I am in a very strange position of being someone whose work, up until the last couple of years would probably have been leaning toward the Dobyns side of things, but whose current work is moving further toward the Hejinian . A number of things determine this. Until the last three years or so, my exposure to contemporary poetry was very much of the “official verse culture” variety, having gleaned a lot of it through things like the Poulin anthology and other Norton-like books. My poetry gods and goddesses began with the confessionalism of Plath and Sexton and continued through to Strand, Gluck, Forche, Dove, and Rich. My work reflected this, pretty straightforward, sometimes lyrical, occasionally narrative. When I began the MFA program, suddenly I was exposed to all sorts of things I’d never really encountered before, having not really gotten much poetry beyond typical English department fare—most of it pre- or early 20th century. Contemporary poetry, if we covered it at all, tended to end around the mid-seventies. Suddenly, all these other poetic models were cropping up, some of which I liked (like Imagists, the Surrealists) some of which I didn’t (New York School, Langpo). I became much more aware of what was possible, and my work began to reflect that.
Unlike what I see with a lot of Langpo and its spawn, I still think language “means,”—at least something, and that a poem ought to have some internal logic, even if that logic doesn’t always conform to what’s outside of it. I do agree that the word and the thing are not always necessarily aligned, but there’s a tension in that which works well no matter which camp you fall into. I also think that the referential and associative quality of language should somehow co-exist with being challenging and interesting—different from everyday speech yet still the same somehow. I want something recognizable and accessible to draw me in, but also things to be just a little bit skewed and unexpected, perhaps in image, or logic, or syntax. And I want a certain tightness, preciseness, even occasionally density. So much of what I see, especially in more mainstream journals is too loose, too prose-like, too sloppy. Most of it the same first person—sensory experience-followed by some sort of predictable epiphany. And yet I look at a number of journals with a more innovative bent and I’m often lost as how to enter the poems, lost as to what sort of terms to apply to them. And yet I don’t want to avoid challenging language. But I don’t want difficulty for difficulty’s sake either.

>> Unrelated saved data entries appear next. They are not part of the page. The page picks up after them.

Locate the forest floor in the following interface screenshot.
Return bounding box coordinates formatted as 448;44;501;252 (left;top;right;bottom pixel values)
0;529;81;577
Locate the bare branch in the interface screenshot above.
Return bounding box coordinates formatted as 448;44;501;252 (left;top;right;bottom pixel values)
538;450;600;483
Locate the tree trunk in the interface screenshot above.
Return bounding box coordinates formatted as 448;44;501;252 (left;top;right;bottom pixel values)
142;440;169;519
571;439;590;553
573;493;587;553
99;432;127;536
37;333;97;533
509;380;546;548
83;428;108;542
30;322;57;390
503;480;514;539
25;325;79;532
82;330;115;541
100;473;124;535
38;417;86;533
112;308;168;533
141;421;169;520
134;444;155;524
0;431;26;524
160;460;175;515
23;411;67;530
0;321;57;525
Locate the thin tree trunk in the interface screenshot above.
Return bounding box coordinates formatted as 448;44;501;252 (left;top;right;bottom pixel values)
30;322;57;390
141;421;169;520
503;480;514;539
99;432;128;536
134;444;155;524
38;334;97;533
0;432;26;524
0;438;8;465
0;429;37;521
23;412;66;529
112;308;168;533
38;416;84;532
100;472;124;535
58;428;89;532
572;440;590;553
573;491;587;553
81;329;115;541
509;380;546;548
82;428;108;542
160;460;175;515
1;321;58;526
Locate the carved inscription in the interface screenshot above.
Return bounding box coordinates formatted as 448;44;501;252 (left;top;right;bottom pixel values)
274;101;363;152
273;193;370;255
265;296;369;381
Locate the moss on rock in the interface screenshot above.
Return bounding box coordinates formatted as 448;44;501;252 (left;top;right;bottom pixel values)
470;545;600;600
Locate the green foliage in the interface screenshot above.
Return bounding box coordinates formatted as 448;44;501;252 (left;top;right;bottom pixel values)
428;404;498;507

My process in writing is probably far more innovative than its end result. I tend to use a collage techniques a lot (not always necessarily the found aspect, but more the layering), sometimes also incorporating other text, or in dialogue with other texts. Formally, I probably fall more on the Dobyn’s side, typically writing in stanzas, in poems about a half a page to a page in length, and yet my poems tend have more impact as longer projects than they do just on their own--like fragments that often form a whole. They tend toward more or less everyday language, but that language has increasingly become more and more fractured, denying that unified and consistent voice.
I’m probably most often stuck right in the middle of the continuum, some of my pieces moving a little bit more left, some a bit more to the right. So the contemporary poetry scene tends to frustrate me endlessly. I see it all the time, one side completely dismissing the other as either indecipherable on one side or predictable mainstream blandness on the other. Granted both are right on some counts (I’m thinking Bruce Andrews nonsense on one side and Billy Collins vanilla on the other.) But there’s a whole spectrum in between that’s ignored when people start dividing into camps.